Menuju Ekonomi Berdikari Versi Kedua Capres
Kedua calon presiden memiliki rumusan visi misi yang berbeda dalam bidang ekonomi pada Pemilu 2014. Kini, keduanya memiliki tujuan yang sama, yaitu mencapai kemandirian ekonomi. Hanya saja, jalan yang berbeda ditempuh oleh setiap capres untuk mencapai tujuan tersebut.
Dalam debat antarcapres pada 2014, Joko Widodo menawarkan konsep kemandirian ekonomi atau ekonomi yang berdiri di atas kaki sendiri (berdikari). Konsep ini diturunkan dalam beberapa program pada bidang ekonomi makro dan mikro.
Pada sektor ekonomi makro, Jokowi saat itu memiliki program untuk mendorong investasi masuk ke daerah-daerah tertinggal. Untuk mencapai target ini, penyederhanaan izin menjadi salah satu program guna mempermudah investor dalam mengembangkan bisnis ke sejumlah daerah, terutama investor dalam negeri. Program ini juga bertujuan untuk mencapai pemerataan pertumbuhan ekonomi.

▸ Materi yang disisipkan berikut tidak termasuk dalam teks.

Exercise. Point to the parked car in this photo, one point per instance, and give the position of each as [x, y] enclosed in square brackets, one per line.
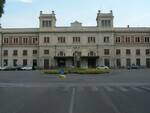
[133, 66]
[27, 68]
[8, 68]
[102, 67]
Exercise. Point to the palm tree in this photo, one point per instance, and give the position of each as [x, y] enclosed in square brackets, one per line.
[2, 2]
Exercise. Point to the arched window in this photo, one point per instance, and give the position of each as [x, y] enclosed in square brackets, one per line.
[91, 53]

Sementara pada sektor mikro, Jokowi kala itu fokus pada pembangunan ekonomi bagi masyarakat kecil, seperti pelaku UMKM, petani, dan pedagang di pasar tradisional. Tak hanya itu, pembangunan koperasi hingga ruang untuk pedagang kaki lima juga menjadi sorotan Jokowi kala itu.

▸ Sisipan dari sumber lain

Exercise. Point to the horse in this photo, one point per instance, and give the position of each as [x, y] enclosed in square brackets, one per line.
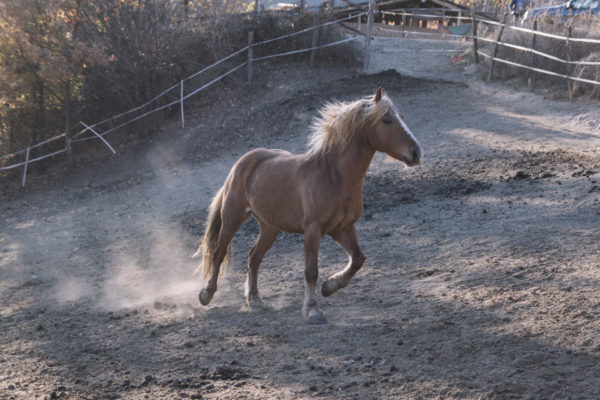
[317, 193]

Kini, keduanya memiliki tujuan yang sama, yaitu mencapai kemandirian ekonomi.
Pandangan yang berbeda dilontarkan oleh Prabowo Subianto. Saat itu, Prabowo berangkat dari konsep ekonomi kerakyatan. Pendekatan yang berbeda juga ditawarkan pada sektor ekonomi makro ataupun mikro. Pada sektor ekonomi makro, Prabowo sepakat untuk membuka peluang bagi investasi asing dengan syarat tidak mematikan ekonomi rakyat.

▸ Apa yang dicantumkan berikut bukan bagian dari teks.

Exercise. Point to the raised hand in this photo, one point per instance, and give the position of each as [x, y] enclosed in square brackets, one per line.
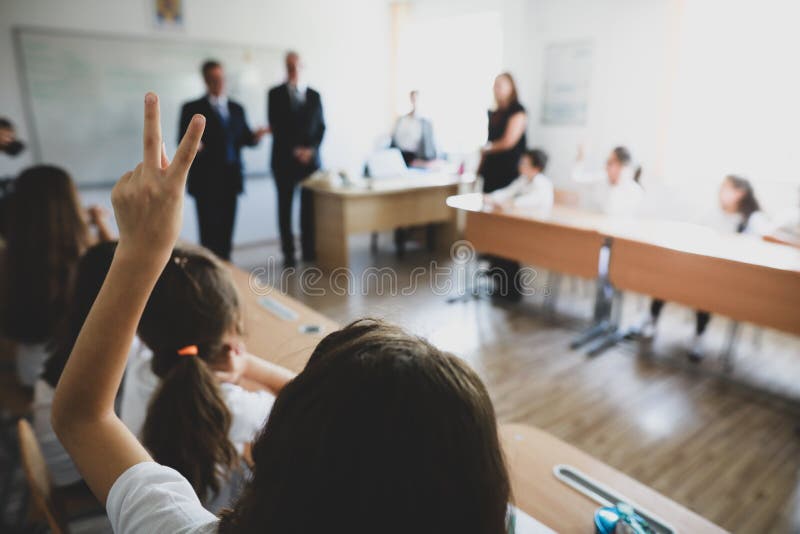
[148, 201]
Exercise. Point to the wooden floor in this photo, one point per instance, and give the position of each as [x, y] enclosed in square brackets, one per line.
[724, 445]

Selain itu, menutup kebocoran APBN juga menjadi salah satu fokus dari Prabowo. Hal ini dilakukan agar dana yang dapat dihemat dapat digunakan untuk sektor produktif sehingga berdampak pada pertumbuhan ekonomi.
Pada sektor ekonomi mikro, Prabowo saat itu menawarkan program seperti bank tani dan nelayan. Pembangunan sektor pertanian dengan cara menambah area persawahan hingga dua juta hektar juga menjadi salah satu strategi Prabowo pada sektor ekonomi lima tahun lalu.
Kesamaan konsep
Kini, baik Jokowi maupun Prabowo kembali berhadapan dalam kontestasi yang sama. Menariknya, kedua capres saat ini memiliki gagasan besar yang sama dalam pembangunan ekonomi, yaitu ekonomi yang berdikari. Hal ini tercantum secara jelas pada naskah visi misi dalam bidang ekonomi kedua capres.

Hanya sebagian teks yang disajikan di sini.